The Shotgun Marketing Blog does an interesting job in showing how businesses engage in marketing in much the same way people fill-out their NCAA Brackets. My favorite take is this …
NCAA Bracket - After you fill out the bracket, pay into the pot, and tape your bracket to the wall, you no longer have any control. The teams will make or break you.
MARKETING - You can develop a great marketing plan and set it into motion, but in the end, it's your good/bad choices and the mindset of the market that will determine how it turns out. >>MORE<<
Strangely, this comment:
"You can develop a great marketing plan and set it into motion, but in the end, it's your good/bad choices and the mindset of the market that will determine how it turns out."
Seems to me to be an example of the "tail-of-the-coin" of the kind of marketing hubris that people were jumping on Jack Trout for the other day.
Jack wants to talk about "big" marketing; positioning. The old stuff. That gets scorned by some of us in the "new marketing" world. Marketing 2.0, as it were. It ain't "open" enough. But by saying things like, "...the market will determine how it will turn out," you do, I think, two things that are inimical to good, smart, high-functioning marketing.
1. You stick a fork in it before it's done. Why? Because it's never done. The mindset isn't ever "set." It never was. The last step of the perfect marketing plan is "repeat," and the first step is "take stock." So you're always looking to improve. You can't just sit there and say, "Well... I've made my 'bracket' picks... it's up to the players... the 'market'... to prove me right or wrong." HELL NO! It's up to you.. to US! We marketing princes, we advertising queens (with appologies to "Cider House Rules") are PAID to influence "the market." This is my cheef beef with word-of-mouth advertising when it's taken too far; it's another cop-out for marketers who don't have the bones to do the tough work. It throws responsibility back on "the audience." In the old days, badvertising execs would do this too; "the creative was too sophisticated." Bah! Same with WOMA... "I guess the word-of-mouth just wasn't strong enough... the buzz didn't catch." Bah-to-the-Nth. If there wasn't enough WOMA or buzz... it's YOUR fault. Our fault. Marketing's fault. It's our job to built the buzz.

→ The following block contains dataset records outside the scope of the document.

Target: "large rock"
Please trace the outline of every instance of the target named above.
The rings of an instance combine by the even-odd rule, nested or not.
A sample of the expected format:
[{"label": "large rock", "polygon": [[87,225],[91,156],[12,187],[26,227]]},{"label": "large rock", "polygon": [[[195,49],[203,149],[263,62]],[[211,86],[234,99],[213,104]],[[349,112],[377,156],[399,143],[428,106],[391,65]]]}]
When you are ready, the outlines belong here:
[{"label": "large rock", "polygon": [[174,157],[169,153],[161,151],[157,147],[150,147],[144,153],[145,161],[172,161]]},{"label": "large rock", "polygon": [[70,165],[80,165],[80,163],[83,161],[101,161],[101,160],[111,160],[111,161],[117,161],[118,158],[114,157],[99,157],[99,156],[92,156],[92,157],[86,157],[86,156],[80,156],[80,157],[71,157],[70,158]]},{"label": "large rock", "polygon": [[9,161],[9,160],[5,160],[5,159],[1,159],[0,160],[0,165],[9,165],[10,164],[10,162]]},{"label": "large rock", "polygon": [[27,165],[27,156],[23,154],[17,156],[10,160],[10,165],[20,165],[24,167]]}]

2. Like so many marketing statements, the above sentiment leaves the implementation steps entirely out. I know this site is about marketing, so I'll be forgiving. But we have to remember that there are salespeople, operations folks, etc., who all impact the success of our campaigns. Our plans have to take that/them into account. So sitting back and saying, "The plan's done. I'm out," is folly. How are the salespeople swimming in the plan? Are the help desk folks getting killed because you worded the offer poorly? Did the mail-drop come down all at once to match the TV buy, and now the order-processing people can't get the stuff out in a reasonable time and you should hire some temps to help...
You can sit back and watch basketball and that's fun. Sitting back and watching your marketing will get you dead. 'Cause for us, in our game, we're not just making brackets... we're the players.
Posted by: Andy Havens | March 16, 2006 at 10:30 AM
Actually Andy...another one of the statements in my post is this....MARKETING - Marketing must evolve with market changes and surprises. Brackets can't be adjusted after the first tipoff...your marketing plan can.
Great point....we are the bracket makers, the players, the refs, and sometimes...the fans.